Tuesday, 10 July 2007 05:05

Testing Essentials in Business Analysis: An Overview

Written by Youssif Ansara
Most, if not all, system development lifecycle methodologies are often dissected into smaller phases and sub phases. This concept holds true whether such lifecycle methodologies are taught at academic institutions in theory or carefully carried out in practice within the marketplace. Regardless of the size of the project being implemented or the type of industry that project impacts, there is nearly always a testing phase to a project. Unfortunately, most business analysts don't give enough attention to this one yet major phase of project management and system analysis.
The core of solving any problem is to initially test the proposed solution. That is why testing outcomes are considered by the customers and stakeholders in a project as a major project success factor. Before we can begin dissecting the topic of "testing", we have to first understand how it fits into the overall picture of system development lifecycles. This is done by realizing the goals, constraints and main concepts of testing.
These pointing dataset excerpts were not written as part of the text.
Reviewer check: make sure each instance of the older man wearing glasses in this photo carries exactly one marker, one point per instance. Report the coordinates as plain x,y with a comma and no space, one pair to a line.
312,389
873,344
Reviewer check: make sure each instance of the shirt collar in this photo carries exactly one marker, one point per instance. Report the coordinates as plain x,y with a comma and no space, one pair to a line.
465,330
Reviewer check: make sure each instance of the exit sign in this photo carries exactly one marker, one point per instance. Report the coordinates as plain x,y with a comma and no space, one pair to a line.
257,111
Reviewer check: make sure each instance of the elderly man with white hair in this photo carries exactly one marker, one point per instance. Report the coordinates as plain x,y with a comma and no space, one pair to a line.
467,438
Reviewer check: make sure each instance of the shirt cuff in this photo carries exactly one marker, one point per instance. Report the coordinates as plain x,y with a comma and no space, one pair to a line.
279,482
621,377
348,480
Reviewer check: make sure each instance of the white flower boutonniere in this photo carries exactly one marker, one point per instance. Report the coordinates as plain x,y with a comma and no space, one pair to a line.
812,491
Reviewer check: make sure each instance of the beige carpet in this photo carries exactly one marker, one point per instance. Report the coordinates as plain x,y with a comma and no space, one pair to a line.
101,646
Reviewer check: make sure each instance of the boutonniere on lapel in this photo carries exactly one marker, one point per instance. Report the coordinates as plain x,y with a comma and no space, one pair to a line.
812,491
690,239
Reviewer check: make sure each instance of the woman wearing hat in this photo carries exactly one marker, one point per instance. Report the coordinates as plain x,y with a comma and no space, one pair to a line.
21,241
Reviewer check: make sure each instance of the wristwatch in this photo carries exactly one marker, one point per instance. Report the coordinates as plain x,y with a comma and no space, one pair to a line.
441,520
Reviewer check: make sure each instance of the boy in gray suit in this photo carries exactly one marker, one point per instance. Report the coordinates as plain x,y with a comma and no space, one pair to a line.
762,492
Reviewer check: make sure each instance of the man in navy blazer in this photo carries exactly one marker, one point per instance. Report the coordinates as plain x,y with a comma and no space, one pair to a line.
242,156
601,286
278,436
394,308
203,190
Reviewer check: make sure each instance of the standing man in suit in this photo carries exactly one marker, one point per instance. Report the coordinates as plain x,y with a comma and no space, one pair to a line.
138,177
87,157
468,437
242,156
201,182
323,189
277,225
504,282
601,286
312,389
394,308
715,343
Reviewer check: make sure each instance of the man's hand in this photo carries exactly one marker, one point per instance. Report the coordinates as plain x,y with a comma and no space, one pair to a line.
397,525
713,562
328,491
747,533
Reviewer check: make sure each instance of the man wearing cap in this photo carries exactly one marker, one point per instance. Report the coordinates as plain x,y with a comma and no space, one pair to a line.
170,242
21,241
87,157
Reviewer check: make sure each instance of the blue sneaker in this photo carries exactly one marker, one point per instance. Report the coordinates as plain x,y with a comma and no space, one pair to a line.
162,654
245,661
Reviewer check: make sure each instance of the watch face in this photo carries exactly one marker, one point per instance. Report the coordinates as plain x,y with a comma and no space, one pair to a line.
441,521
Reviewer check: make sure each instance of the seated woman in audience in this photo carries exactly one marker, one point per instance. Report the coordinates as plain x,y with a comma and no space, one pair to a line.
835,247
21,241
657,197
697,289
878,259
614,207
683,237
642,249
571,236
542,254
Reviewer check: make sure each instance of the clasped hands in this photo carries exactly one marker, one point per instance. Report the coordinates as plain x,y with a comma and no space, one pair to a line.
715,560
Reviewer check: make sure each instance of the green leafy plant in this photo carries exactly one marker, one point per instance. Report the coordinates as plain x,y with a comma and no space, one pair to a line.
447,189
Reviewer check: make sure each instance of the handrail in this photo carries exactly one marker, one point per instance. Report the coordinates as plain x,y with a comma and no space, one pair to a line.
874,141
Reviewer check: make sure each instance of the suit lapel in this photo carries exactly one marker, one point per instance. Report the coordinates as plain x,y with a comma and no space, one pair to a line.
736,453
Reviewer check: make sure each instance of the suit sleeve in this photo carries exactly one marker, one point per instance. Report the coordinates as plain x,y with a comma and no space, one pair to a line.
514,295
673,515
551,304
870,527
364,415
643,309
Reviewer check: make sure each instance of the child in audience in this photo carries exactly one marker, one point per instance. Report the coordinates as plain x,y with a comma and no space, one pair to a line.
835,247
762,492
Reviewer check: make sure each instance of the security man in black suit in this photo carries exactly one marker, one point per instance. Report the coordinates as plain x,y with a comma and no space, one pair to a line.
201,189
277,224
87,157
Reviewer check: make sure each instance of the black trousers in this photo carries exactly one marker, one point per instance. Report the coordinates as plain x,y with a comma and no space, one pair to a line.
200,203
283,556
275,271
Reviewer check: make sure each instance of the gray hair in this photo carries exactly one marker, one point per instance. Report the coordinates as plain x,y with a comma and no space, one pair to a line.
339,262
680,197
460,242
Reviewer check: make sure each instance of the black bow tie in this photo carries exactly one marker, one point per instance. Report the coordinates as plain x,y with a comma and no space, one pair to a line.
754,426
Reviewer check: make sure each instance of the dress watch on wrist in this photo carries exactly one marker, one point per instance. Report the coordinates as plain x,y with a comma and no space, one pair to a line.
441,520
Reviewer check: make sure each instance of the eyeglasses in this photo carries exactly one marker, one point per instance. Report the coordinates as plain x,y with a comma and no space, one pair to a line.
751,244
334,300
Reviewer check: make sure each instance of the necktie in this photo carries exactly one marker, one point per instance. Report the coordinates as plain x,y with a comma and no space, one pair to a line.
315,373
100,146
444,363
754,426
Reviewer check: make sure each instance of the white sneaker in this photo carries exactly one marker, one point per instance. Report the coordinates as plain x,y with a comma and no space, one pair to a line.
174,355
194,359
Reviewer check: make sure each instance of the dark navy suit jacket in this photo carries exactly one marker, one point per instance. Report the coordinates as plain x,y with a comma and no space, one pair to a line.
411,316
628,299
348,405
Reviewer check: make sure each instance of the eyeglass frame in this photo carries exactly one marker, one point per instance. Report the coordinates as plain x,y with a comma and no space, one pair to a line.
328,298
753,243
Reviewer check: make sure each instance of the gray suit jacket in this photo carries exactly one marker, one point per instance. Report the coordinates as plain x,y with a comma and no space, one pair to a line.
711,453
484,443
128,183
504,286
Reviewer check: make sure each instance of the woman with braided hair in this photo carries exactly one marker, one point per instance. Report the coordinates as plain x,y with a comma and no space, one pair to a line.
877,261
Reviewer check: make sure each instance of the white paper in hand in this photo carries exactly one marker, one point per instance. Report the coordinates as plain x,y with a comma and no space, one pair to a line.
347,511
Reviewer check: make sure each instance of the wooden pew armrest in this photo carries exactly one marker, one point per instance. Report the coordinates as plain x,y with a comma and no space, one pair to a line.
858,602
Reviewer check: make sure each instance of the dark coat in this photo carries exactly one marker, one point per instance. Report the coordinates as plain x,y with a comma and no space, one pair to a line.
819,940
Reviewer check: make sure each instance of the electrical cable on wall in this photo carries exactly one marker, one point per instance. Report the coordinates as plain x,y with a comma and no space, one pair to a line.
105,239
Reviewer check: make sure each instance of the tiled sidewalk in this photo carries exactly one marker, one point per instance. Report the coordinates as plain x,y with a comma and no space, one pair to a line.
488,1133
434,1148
Most system development lifecycles share one objective as their common ground. That is supplying a structured approach and an organized process towards analyzing and managing projects. This common objective is in an attempt to deliver successful project results within time and budget while meeting customer expectations. In achieving this objective, most system development lifecycle methodologies are decomposed into several phases including but not limited to:

1. Project initiation and value realization
2. Detailed requirements and preliminary design
3. Business integration and detailed design
4. Development
5. Testing (also called validation)
6. Implementation and project execution
7. Maintenance and post implementation

While testing appears to be its own phase, it can also be a sub phase of other lifecycle phases. Testing therefore has its own set of goals in adherence to the overall system development lifecycle objective.

Goals and Constraints

The business goals of testing are to make sure that the system performs as designed, while successfully meeting the user's needs. While the functional goals of testing are to verify that all system components operate accurately, system defects are identified in a timely manner and tracking related status. So certainly for testing to succeed, it should be carefully planned and executed.

A complete test plan should incorporate a scope statement, testing methods, initial identification criteria of test data and the testing schedule. It is also important to note that the scope statement within a test plan should be closely aligned with the established scope and vision of the overall project. In this regard, the entire body of gathered business requirements, along with their technical and functional specifications, should be thoroughly assessed within their respective project management phases, independent of the testing phase. Even though testing may realistically be planned to occur throughout a system development lifecycle, business analysts should try their best to support and coordinate the project's testing efforts within the respective testing phase.

Many projects have gone beyond their allocated time and budget resources. This is because the business requirements had to be revised or the design remained incomplete, even after the majority of their respective project management phases were declared successfully complete. This can lead the testers for a project to restart their testing procedures to minimize the possibility of future system defects. Another benefit to completing the majority if not all the system development phases prior to the testing phase is to ensure that all testing efforts contain reasonably sufficient traceability. This means, that every testing output is traced back to a test case and that every test case traces back to a test scenario. This traceability would hold true until tracing each testing effort all the way back to the business requirements.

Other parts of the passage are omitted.